Twelve Words You Probably Have Wrong
Even the best writers can sometimes mix up the following words. Here are some tips to keep six frequently confused word pairs straight—with the help of some famous quotes!
Accept is a verb meaning "to receive."
"I have no methods; all I do is accept people as they are." – Joan Rivers
Except is usually a preposition meaning "to exclude."
"I can resist everything except temptation." – Oscar Wilde
Affect is most often used as a verb meaning "to influence."
"Video games don't affect kids. If Pac-Man had affected us as kids, we'd all be running around in darkened rooms, munching magic pills and listening to repetitive electronic music." – Nintendo CEO
Effect is most often used as a noun meaning "a result."

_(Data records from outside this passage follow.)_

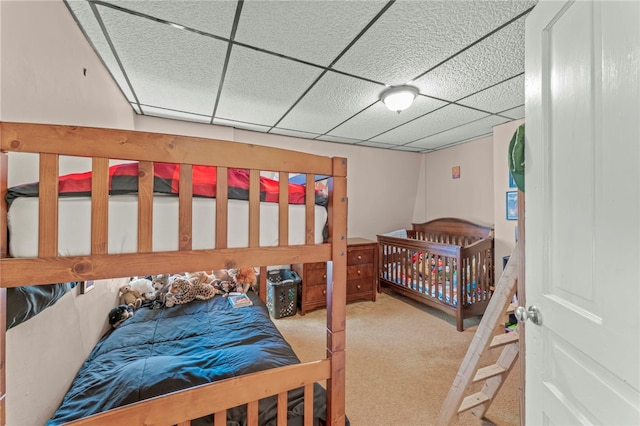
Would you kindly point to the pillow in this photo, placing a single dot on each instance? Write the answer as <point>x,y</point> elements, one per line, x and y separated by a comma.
<point>28,301</point>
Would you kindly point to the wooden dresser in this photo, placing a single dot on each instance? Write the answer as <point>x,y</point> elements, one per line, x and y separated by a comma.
<point>361,266</point>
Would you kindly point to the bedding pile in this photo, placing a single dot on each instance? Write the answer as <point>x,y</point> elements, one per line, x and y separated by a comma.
<point>123,179</point>
<point>164,350</point>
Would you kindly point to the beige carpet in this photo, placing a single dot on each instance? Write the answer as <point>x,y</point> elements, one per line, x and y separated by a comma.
<point>402,358</point>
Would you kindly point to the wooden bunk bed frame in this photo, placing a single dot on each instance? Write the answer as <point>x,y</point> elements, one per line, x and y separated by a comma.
<point>457,251</point>
<point>52,141</point>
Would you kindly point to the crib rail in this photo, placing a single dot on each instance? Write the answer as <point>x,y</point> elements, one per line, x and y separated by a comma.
<point>439,264</point>
<point>213,399</point>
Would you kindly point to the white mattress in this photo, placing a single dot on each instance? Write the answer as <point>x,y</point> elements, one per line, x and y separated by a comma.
<point>74,224</point>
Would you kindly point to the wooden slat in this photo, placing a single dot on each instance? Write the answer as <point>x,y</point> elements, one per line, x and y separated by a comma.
<point>17,272</point>
<point>283,209</point>
<point>473,401</point>
<point>222,207</point>
<point>308,408</point>
<point>488,371</point>
<point>4,242</point>
<point>504,339</point>
<point>310,197</point>
<point>145,207</point>
<point>155,147</point>
<point>185,213</point>
<point>252,413</point>
<point>336,292</point>
<point>254,208</point>
<point>100,206</point>
<point>48,207</point>
<point>211,398</point>
<point>283,408</point>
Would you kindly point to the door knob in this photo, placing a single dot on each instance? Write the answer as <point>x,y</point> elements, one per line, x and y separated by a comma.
<point>523,314</point>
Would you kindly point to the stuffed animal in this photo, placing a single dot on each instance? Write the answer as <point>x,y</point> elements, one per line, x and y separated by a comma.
<point>184,291</point>
<point>161,284</point>
<point>119,314</point>
<point>143,286</point>
<point>130,297</point>
<point>244,278</point>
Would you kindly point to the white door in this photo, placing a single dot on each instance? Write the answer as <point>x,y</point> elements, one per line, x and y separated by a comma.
<point>582,186</point>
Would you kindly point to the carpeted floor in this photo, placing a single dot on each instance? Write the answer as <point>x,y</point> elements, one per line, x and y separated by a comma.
<point>402,358</point>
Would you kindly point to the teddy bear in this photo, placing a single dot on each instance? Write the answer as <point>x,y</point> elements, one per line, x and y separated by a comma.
<point>184,291</point>
<point>144,286</point>
<point>244,278</point>
<point>119,314</point>
<point>130,297</point>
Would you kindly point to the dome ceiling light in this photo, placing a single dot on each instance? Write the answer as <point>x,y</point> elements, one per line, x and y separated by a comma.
<point>399,98</point>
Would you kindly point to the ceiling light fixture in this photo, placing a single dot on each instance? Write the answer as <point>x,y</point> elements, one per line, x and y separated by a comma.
<point>398,98</point>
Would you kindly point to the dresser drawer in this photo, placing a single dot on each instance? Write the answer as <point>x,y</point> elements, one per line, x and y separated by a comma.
<point>360,286</point>
<point>364,270</point>
<point>356,256</point>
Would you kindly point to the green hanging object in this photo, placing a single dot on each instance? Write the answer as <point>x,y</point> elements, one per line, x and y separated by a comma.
<point>516,157</point>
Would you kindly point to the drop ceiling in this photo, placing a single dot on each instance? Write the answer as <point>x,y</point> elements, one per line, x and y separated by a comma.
<point>315,69</point>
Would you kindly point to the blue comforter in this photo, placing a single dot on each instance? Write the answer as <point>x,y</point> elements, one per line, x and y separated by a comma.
<point>159,351</point>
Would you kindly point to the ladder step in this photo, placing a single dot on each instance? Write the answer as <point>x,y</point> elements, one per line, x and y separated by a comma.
<point>472,401</point>
<point>489,371</point>
<point>504,339</point>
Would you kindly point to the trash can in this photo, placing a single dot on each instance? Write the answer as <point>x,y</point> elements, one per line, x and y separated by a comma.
<point>282,293</point>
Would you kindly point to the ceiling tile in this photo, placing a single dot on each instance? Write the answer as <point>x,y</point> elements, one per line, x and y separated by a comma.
<point>491,61</point>
<point>260,88</point>
<point>429,124</point>
<point>334,99</point>
<point>91,28</point>
<point>294,133</point>
<point>469,131</point>
<point>498,98</point>
<point>378,118</point>
<point>517,112</point>
<point>313,31</point>
<point>413,36</point>
<point>338,139</point>
<point>213,17</point>
<point>241,125</point>
<point>176,115</point>
<point>167,67</point>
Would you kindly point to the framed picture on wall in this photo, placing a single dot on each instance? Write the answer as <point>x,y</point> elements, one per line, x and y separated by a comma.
<point>512,205</point>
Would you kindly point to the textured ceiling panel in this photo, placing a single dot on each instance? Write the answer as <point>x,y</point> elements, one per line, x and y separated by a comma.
<point>268,66</point>
<point>240,125</point>
<point>294,133</point>
<point>420,34</point>
<point>331,101</point>
<point>463,133</point>
<point>178,115</point>
<point>167,67</point>
<point>495,59</point>
<point>498,98</point>
<point>378,118</point>
<point>260,88</point>
<point>313,31</point>
<point>212,17</point>
<point>84,14</point>
<point>435,122</point>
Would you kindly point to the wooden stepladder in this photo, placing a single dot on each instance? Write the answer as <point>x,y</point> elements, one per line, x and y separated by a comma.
<point>483,341</point>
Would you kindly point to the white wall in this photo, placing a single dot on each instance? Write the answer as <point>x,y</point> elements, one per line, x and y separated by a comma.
<point>43,56</point>
<point>470,197</point>
<point>505,239</point>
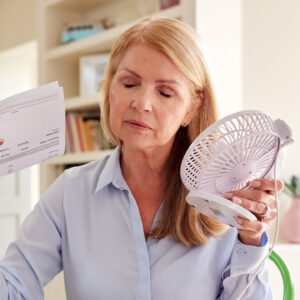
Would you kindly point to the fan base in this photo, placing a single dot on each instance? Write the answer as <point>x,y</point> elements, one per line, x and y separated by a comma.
<point>218,208</point>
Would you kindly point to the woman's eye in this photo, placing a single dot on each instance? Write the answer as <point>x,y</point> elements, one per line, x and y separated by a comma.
<point>166,95</point>
<point>128,86</point>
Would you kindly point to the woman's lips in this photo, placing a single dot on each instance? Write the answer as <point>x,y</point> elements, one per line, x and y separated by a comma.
<point>137,125</point>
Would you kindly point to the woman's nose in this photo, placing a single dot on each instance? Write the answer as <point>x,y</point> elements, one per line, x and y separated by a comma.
<point>143,100</point>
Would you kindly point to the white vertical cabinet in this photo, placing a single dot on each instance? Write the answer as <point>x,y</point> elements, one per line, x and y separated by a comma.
<point>15,204</point>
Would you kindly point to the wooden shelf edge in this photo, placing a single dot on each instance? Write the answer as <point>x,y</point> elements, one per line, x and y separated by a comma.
<point>78,158</point>
<point>103,41</point>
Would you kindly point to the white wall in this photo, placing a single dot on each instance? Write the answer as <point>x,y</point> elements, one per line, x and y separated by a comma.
<point>271,65</point>
<point>17,22</point>
<point>271,83</point>
<point>220,24</point>
<point>18,72</point>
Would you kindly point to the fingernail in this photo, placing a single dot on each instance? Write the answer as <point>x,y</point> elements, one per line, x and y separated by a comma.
<point>256,183</point>
<point>228,195</point>
<point>239,220</point>
<point>237,200</point>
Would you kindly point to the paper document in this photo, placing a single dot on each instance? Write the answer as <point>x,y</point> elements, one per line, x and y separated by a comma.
<point>32,125</point>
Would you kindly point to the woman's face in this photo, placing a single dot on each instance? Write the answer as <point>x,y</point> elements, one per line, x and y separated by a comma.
<point>149,99</point>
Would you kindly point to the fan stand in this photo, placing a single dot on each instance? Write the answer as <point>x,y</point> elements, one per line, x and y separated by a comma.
<point>218,208</point>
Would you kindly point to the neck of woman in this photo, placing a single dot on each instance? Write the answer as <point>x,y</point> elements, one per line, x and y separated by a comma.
<point>144,168</point>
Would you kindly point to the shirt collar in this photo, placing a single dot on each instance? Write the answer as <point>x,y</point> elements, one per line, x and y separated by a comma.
<point>112,173</point>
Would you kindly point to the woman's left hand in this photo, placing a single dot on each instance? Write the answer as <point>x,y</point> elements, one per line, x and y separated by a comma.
<point>260,201</point>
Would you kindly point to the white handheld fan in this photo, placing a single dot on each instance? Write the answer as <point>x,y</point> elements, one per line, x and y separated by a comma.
<point>224,157</point>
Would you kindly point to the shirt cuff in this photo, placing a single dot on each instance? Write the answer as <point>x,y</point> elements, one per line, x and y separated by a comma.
<point>246,258</point>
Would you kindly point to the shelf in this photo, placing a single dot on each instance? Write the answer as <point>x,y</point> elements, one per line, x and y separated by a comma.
<point>78,158</point>
<point>101,42</point>
<point>75,5</point>
<point>80,103</point>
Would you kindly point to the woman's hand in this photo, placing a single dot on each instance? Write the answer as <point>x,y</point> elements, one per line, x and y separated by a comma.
<point>259,201</point>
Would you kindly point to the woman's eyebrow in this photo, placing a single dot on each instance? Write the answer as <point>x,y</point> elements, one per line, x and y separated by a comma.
<point>158,81</point>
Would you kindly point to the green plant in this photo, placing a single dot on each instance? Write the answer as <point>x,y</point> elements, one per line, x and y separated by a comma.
<point>293,188</point>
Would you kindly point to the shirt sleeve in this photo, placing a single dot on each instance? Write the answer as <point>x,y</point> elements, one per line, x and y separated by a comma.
<point>244,262</point>
<point>35,257</point>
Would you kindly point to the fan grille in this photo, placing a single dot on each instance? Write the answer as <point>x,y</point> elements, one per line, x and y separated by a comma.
<point>231,152</point>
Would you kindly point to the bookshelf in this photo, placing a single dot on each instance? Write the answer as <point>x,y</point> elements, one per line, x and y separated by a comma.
<point>61,62</point>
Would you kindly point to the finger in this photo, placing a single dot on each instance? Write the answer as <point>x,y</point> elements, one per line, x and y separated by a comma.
<point>266,184</point>
<point>253,206</point>
<point>251,194</point>
<point>254,226</point>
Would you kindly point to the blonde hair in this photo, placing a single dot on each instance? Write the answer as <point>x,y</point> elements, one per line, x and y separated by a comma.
<point>182,45</point>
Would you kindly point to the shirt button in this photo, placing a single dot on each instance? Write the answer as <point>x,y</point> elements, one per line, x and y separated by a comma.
<point>241,252</point>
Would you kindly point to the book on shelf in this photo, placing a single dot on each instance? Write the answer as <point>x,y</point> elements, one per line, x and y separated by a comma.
<point>84,132</point>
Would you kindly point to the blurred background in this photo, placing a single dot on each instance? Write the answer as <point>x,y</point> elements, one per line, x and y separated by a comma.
<point>254,51</point>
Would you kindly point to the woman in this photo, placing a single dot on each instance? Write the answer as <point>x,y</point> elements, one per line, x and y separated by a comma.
<point>120,227</point>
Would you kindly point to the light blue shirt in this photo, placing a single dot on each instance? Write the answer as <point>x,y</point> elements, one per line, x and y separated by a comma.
<point>88,224</point>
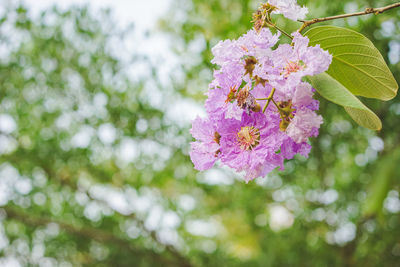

"Surrealism had a great effect on me because then I realised that the imagery of my mind wasn't insanity." – John Lennon
Farther refers to a physical distance.
"Go as far as you can see; when you get there, you'll be able to see farther." – J.P. Morgan
Further refers to an extension of time or degree.
"If you can do what you do best and be happy, you're further along in life than most people." – Leonardo DiCaprio
Lay is a transitive verb meaning "to put or place."
"When I lay my head on the pillow at night I can say I was a decent person today. That's when I feel beautiful." – Drew Barrymore
Lie is an intransitive verb meaning "to recline or rest."
"You're not drunk if you can lie on the floor without holding on." – Dean Martin
Than is a conjunction used in comparisons.
"We loved with a love that was more than love." – Edgar Allan Poe
Then is an adverb denoting time.
"Get your facts first, then you can distort them as you please." – Mark Twain
"Which" introduces a non-restrictive clause that provides additional information but doesn't change the meaning of the sentence. A "which" clause is preceded by a comma. Does the first part of the sentence make sense on its own? Then a "which" is what you need.
"The more you like yourself, the less you are like anyone else, which makes you unique." – Walt Disney
"That" is restrictive, meaning if you remove the part of the sentence introduced by "that," then the sentence will no longer make sense.
"I believe that when you put a smile out there, you get a smile back."